Of all the cities in America to explore, San Francisco is the one that leaves you craving more. It's a hub of creative energy, embellished with lush green gardens and long-vined trees, protected by a perpetual cool, fog. Its cultural mesh is tasted in its world-renowned dishes, fine wine from its nearby valleys, and its art. Everyone wants a taste, and the city continues to lure a surge of hopeful bohemian innovators seeking the country’s most expensive escape from global warming and conservative ties.
The hypnotic city is also a short launching pad for nearby excursions, like Best Bay Area Tours' Muir Woods & Wine Country Tour. It’s easy to refresh yourself from its daytime crowds by escaping into the warm Sonoma Valley, and the quiet Redwood Forest, just a short drive over the hillside through winding blue gum eucalyptus trees, before retreating back to San Francisco’s sparkling coastline in the evening.
It’s another chilled, foggy San Francisco morning as the Best Bay Area Tours Black Mercedes van skirts up and down the city’s urban hillsides carrying about a dozen passengers (including a Singapore family with two kids – rare on wine tour), past homes and headquarters to some of the richest people on the planet – the founders and CEOs of Oracle, Facebook, Uber, Twitter and Airbnb, to name a few.
Our driver Paul, is an unapologetically witty Scotsman, who has lived in the Bay Area for 27 years, and spins cultural anecdotes the entire round-trip ride, as he steers effortlessly through the traffic, undeterred by his occasional veering roadside contestants – almost always a millennial, he informs us, or an Uber driver (who is usually a millennial too). Paul believes that in 100 years or so when our empire collapses, the U.S. will be known for marketing.
We pass a cluster of downtown one-bedroom apartments. For Rent: $3,600/month, a sign reads, and I realize that we’re in the hub of the marketing empire at its peak.
Paul narrates every turn of the city’s changing scenery. One block, we’re in Chinatown, full of generations of native-language Chinese shuffling the streets and clambering around fruit stands. The next block, we’re passing rows of bright Victorian houses back-dropped by the city’s skyscrapers. After merging through Little Italy’s pizza parlors and gelato shops, the van zooms outside the city towards the suburbs.
A young woman in black spandex leggings jogs down its sidewalk, and our driver Paul points out that this is the crowd he refers to as the “dinks.” Double-income-no-kids. Our van erupts in laughter.
The van then glides towards Crissy Field, onto of the Golden Gate Bridge’s 100,000 kilometers of steel, “the suicide capital of the world,” as Paul states, and then adds imagery of people plunging 220 feet into the icy bay, splintering their bottom three vertebras first for an instant death. “It’s like hitting concrete,” he says.

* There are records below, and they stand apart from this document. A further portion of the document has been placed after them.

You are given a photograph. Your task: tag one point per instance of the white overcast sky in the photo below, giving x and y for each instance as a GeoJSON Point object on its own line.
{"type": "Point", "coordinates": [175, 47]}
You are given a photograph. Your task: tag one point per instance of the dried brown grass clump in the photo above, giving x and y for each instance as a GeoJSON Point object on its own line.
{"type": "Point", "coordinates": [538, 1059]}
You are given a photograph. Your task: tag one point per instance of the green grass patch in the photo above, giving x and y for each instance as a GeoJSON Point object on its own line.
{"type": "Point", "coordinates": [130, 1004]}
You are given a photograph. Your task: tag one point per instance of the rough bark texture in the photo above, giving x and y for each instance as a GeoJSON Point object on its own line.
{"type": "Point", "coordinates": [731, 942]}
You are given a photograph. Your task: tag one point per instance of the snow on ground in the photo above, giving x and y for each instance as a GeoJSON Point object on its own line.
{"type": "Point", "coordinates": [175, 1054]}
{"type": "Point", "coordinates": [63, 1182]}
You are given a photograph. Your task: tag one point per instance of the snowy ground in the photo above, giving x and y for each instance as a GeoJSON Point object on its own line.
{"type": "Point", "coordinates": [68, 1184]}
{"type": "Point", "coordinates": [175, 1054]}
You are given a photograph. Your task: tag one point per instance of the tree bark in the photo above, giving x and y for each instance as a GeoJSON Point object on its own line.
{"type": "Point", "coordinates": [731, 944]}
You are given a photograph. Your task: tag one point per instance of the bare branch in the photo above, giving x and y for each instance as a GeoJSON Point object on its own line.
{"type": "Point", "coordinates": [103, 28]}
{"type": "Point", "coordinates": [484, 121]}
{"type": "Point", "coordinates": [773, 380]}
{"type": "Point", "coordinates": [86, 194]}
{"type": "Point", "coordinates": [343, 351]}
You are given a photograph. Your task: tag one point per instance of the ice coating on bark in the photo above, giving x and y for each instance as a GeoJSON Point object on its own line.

I shudder as Paul continues his narration.
“Location, location, location,” Paul pipes up, pointing to million-dollar houseboats along the San Francisco Bay. We pass Point Bonita Lighthouse and the infamous Alcatraz, when all of a sudden a millennial in a black BMW, clutching a cellphone in one hand and steering with the other hand, swerves in front of our van.
“Ah, let me guess, they’re under 35,” Paul says peering at his roadside rival. “Yes, I was right! Allergic to signals.”
Our van zooms uphill on a narrow winding road among glinting blue gum eucalyptus trees, piercing through a quietly burning thick fog, until we turn into a clearing, and slowly park in front of a wooden sign that reads, “Muir Woods.”
“We’re here kids!” Paul exclaims and cranks open the van’s doors.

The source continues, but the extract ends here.